I'm currently reading string integers from files and passing them to functions. Since most files have a trailing line feed, I was wondering about the behavior of Number().

To get the max_pid variable from a RHEL kernel file, I'm using an asynchronous read.

var options = {
  encoding: 'utf8'
};

fs.readFile('/proc/sys/kernel/pid_max', options, function (err, data) {
  var max_pid = Number(data);

  // or trim the string first
  var max_pid = Number(data.trim());
});

The variable data for my system returned the string '32768\n', and using Number() on that string strips the line feed. Is this the intended behavior of Number(), or should I be using str.trim() on the variable before passing it to Number()?

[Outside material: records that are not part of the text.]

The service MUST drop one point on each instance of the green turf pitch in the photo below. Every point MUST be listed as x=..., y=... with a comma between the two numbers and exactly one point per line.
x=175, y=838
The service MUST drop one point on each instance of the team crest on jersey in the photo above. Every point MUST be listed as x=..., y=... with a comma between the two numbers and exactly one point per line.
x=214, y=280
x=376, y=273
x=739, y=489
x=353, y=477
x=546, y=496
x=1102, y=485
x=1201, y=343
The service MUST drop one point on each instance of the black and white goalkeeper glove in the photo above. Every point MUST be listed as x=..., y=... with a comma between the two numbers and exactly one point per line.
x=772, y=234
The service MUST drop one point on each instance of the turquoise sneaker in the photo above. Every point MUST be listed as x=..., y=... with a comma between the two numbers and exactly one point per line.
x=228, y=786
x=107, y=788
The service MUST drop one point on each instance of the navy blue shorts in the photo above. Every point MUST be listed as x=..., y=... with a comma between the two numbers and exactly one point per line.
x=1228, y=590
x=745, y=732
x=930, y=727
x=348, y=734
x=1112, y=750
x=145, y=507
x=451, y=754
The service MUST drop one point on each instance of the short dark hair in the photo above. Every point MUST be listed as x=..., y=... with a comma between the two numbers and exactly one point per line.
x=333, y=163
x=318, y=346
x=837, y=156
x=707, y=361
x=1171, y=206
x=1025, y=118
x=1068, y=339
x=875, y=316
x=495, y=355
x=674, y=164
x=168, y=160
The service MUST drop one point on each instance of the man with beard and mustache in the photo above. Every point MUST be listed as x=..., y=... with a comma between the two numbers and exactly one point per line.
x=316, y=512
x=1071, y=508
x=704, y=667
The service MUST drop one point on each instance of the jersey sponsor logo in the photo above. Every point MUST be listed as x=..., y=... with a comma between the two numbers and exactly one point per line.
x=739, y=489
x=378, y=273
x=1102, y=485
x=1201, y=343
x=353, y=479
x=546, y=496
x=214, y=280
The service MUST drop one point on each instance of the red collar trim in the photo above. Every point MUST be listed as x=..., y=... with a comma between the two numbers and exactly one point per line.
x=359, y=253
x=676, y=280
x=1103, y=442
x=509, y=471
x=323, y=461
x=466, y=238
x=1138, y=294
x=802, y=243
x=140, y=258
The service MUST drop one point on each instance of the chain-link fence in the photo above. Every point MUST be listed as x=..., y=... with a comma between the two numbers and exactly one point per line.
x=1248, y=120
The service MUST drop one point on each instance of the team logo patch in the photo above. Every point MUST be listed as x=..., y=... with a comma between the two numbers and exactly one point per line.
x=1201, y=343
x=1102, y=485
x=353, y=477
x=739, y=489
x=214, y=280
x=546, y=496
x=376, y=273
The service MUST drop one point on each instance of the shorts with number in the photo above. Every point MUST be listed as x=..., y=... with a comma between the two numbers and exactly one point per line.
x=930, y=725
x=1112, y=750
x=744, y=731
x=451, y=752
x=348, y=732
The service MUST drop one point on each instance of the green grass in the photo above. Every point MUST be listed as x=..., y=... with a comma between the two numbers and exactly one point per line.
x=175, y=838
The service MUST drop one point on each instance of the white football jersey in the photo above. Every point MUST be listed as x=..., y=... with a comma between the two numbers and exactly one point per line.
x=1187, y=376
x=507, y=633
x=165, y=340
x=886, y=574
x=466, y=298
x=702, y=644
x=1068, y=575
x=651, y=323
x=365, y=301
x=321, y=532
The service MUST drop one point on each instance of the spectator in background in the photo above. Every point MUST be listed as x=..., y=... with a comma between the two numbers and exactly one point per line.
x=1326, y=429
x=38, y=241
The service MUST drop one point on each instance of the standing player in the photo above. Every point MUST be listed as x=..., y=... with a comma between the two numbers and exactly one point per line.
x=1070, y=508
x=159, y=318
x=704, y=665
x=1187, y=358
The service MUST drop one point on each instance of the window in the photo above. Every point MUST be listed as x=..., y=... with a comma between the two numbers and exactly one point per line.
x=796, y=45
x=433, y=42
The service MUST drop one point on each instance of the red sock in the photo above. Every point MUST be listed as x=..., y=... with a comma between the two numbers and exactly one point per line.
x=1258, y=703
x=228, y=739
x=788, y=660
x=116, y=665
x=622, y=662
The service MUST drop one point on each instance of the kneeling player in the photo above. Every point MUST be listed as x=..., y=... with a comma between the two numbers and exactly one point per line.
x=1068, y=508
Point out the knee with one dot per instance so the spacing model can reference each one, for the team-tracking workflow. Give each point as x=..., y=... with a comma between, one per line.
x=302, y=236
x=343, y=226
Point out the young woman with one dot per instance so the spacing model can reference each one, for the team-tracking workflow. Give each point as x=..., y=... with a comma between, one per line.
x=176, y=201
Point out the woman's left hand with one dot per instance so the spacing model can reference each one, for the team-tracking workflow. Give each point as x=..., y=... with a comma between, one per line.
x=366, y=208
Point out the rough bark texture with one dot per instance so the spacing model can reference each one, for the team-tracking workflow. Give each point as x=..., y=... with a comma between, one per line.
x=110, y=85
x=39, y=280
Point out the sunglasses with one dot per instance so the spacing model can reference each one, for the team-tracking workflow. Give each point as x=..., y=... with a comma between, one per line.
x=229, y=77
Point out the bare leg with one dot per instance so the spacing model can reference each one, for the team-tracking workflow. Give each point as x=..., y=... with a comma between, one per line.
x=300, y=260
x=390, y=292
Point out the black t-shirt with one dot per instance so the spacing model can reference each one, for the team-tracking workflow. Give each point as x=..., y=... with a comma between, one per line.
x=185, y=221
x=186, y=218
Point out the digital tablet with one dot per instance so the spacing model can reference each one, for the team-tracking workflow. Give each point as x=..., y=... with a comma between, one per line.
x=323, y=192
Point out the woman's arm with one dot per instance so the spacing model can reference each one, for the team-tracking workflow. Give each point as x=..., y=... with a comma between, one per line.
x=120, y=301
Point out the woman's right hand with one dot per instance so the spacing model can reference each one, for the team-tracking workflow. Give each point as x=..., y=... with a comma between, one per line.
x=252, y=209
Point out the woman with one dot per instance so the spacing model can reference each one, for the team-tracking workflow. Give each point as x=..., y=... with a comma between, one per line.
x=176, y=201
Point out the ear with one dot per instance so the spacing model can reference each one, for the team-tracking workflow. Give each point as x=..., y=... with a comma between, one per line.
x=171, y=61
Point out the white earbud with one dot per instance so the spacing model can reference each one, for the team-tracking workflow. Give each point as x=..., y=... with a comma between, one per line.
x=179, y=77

I ask this for reasons of consistency across environments, as well as proper use of functions.

Was it helpful?

Solution

According to Section 9.3.1 of the ECMAScript specification, conversion of a string to a number will automatically strip leading and trailing white space. I'd be shocked if there was a JavaScript engine that did not conform to this part of the spec. The call to trim() is unnecessary (but harmless).

OTHER TIPS

Whitespace is automatically trimmed from the start and end of strings. It won't remove whitespace from the middle of a number, e.g., "12 345" (evaluates to NaN). And if there are any non-numeric characters, you'll receive NaN.